PEN Canada protests censorship of Zahra Kazemi photo exhibition
PEN Canada Protests Censorship of Zahra Kazemi Photo Exhibition in Montreal
Toronto, June 9, 2005 - PEN Canada calls on the council of Montreal suburb Côte-St-Luc to reverse its short-sighted attempt to restrict freedom of expression and allow the complete exhibit of photos by Canadian Zahra Kazemi to be displayed in the community's library.
Five of 23 photographs by the murdered photojournalist were removed from a posthumous exhibition at the Côte-St-Luc municipal library after complaints were lodged that they were pro-Palestinian. In response, Kazemi's son, Stéphan Hachemi, said that the collection of photographs, which has appeared in Paris and other cities, should be displayed in its entirety or not at all.
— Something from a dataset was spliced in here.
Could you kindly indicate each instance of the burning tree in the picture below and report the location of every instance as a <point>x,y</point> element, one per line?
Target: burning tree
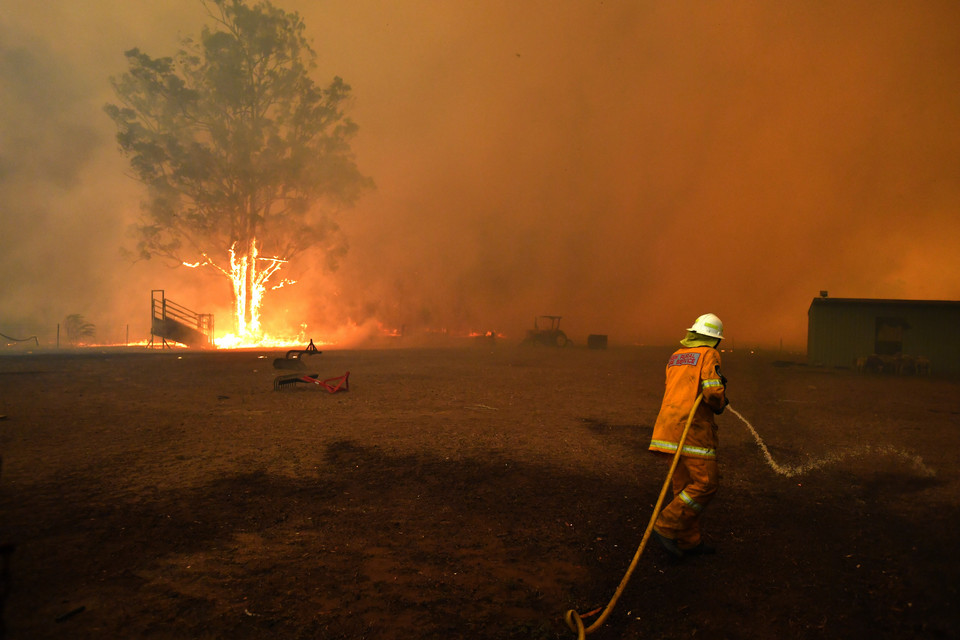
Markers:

"Freedom of expression is at the core of our democracy. When community leaders take the easy way out and respond to complaints by censoring material that some may find controversial, our whole society loses," said PEN Canada National Affairs Chair Christopher Waddell.
"Instead of removing pictures someone didn't like, community leaders need to explain how our society is strengthened by allowing debate, discussion and the expression of diverse points of view."
Mayor Robert Libman claimed that some of the exhibit photos from Afghanistan, Iran and the Palestinian uprising in the West Bank and Gaza were "too politically charged for our community." But banning them sets a dangerous precedent, Waddell emphasized. It only encourages those around the world who wish to restrict freedom of expression.
PEN Canada notes that, by their very nature, libraries must be centres for openness, discussion, debate and controversy. They are the very last places anyone should find censorship and restrictions on freedom of expression.
PEN Canada is also concerned that the decision in Côte-St-Luc has international implications. Censoring Kazemi's work in Canada and implying it is unsuitable for Canadian audiences lends support to those in Iran who killed her in the first place while in police custody after she was arrested while taking pictures of a demonstration outside an Iranian prison.
PEN Canada continues to condemn the Iranian government for its stonewalling and failure to bring to justice those responsible for killing Kazemi, simply for the peaceful practice of her right to freedom of expression, in 2003.
About PEN Canada:
PEN Canada is a centre of International PEN that campaigns on behalf of writers around the world persecuted for the expression of their thoughts. In Canada, it supports the right to free expression as enshrined in Section 2(b) of the Charter of Rights and Freedoms.